In the meantime, earlier this month, the agency issued over 1,000 warning letters to U.S. retailers and manufacturers of e-cigarettes, in what the agency called “the largest coordinated enforcement effort in the FDA’s history.”
In these letters, the agency demanded that within 60 days these companies present proof that they can keep the nicotine-containing products out of the hands of minors. Should they fail to do so, the FDA may ban candy-like flavors, such as bubble gum and crème brûlée, that it considers appealing to this age group.
Gottlieb said the goal is ensuring that teens don’t develop a nicotine addiction, adding that the main factors driving use by minors are “access and appeal.” He pointed out that the conversation on regulations would be different if the data showed that vaping rates were dropping alongside smoking rates, however, this is not the case he said, “everything is moving in the wrong direction.”

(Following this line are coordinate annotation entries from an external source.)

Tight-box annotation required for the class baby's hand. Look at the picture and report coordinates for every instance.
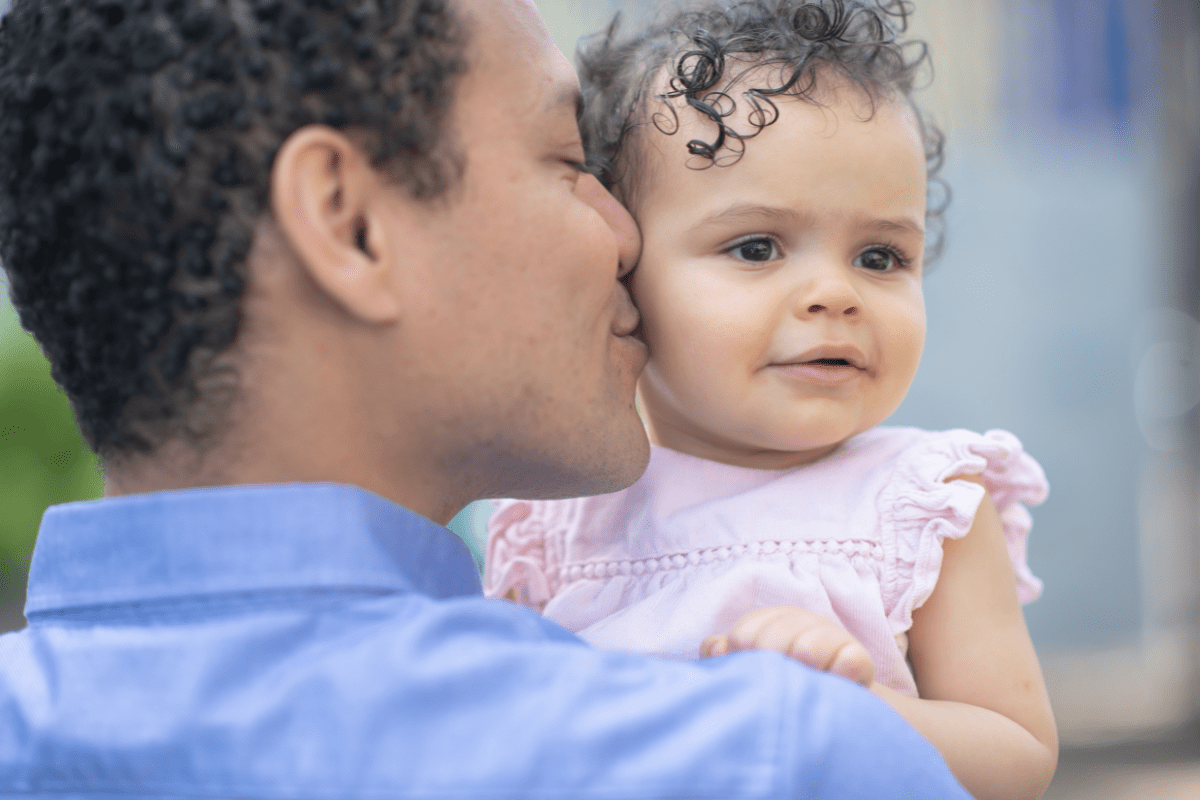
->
[700,606,875,686]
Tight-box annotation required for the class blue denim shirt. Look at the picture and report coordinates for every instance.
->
[0,485,967,800]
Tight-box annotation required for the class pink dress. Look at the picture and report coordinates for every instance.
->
[484,428,1048,696]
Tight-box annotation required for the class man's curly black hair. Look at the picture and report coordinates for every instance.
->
[0,0,466,457]
[578,0,949,256]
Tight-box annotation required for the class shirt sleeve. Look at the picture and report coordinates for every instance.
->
[367,601,967,800]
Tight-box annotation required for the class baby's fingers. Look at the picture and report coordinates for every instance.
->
[787,622,875,686]
[728,606,832,655]
[700,633,730,658]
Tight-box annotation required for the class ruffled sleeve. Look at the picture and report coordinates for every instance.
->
[484,500,553,610]
[880,431,1049,633]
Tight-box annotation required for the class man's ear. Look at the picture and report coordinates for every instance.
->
[271,125,401,323]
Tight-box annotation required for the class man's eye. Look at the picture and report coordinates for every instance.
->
[730,239,779,263]
[853,247,904,272]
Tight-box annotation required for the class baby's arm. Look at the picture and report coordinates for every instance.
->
[701,477,1058,800]
[871,476,1058,800]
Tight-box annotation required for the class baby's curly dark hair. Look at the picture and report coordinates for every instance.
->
[0,0,466,457]
[578,0,949,256]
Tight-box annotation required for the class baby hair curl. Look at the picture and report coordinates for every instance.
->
[0,0,464,457]
[578,0,949,257]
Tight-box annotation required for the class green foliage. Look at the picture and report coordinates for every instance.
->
[0,303,103,594]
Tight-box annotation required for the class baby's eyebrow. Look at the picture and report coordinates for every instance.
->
[865,217,925,236]
[696,203,811,228]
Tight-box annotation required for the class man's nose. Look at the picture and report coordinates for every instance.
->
[576,175,642,277]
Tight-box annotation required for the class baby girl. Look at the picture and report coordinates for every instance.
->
[485,0,1057,799]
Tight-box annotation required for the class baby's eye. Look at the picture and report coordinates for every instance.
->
[728,237,779,261]
[853,247,904,272]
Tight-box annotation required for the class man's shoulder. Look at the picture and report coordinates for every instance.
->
[0,594,964,798]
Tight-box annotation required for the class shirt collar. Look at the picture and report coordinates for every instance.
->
[25,483,480,615]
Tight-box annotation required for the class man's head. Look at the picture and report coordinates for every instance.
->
[0,0,646,516]
[0,0,466,456]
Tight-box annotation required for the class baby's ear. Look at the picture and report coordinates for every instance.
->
[271,125,401,323]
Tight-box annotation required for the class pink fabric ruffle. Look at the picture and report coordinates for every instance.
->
[880,431,1050,633]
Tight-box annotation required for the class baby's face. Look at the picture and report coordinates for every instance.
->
[631,76,925,469]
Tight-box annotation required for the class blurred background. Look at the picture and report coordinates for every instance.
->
[0,0,1200,800]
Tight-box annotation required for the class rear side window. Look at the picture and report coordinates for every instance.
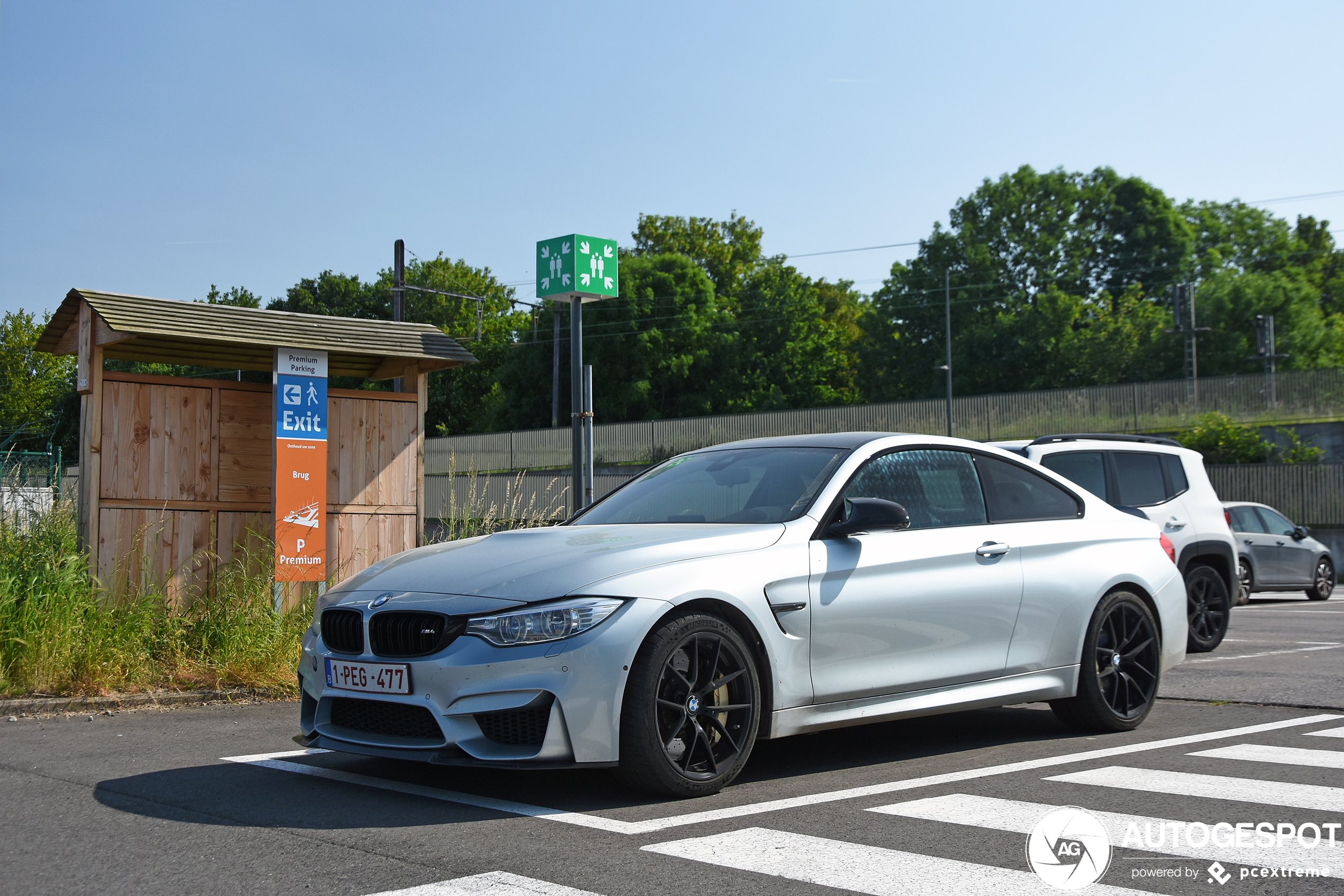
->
[1227,508,1269,532]
[1040,451,1106,501]
[1255,508,1294,535]
[1163,454,1189,497]
[844,450,985,529]
[1112,451,1169,506]
[976,455,1083,523]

CDC 2017 data had indicated a decline in vaping
This CDC report had also indicated that the percentage of high school students using e-cigarettes had dropped aswell. For the first time since the advent of electronic cigarettes, vaping had decreased from 16.0% in 2015 to 11.3% in 2016, while smoking in that same period dropped from 9.3% to 8.0%.
New data about teen vaping to be released soon
However Gottlieb is insisting that recent data is showing otherwise. “We are acting on very clear science that there’s an epidemic on the way,” he said. “We’re in possession of data that shows a disturbingly sharp rise in the number of teens using e-cigarettes in just the last year.”
“We’ve had to start taking some actions before the final results of this data can be made public. We will make these results public very soon. But we have an obligation to act on what we know. And what we know is very disturbing,” he added.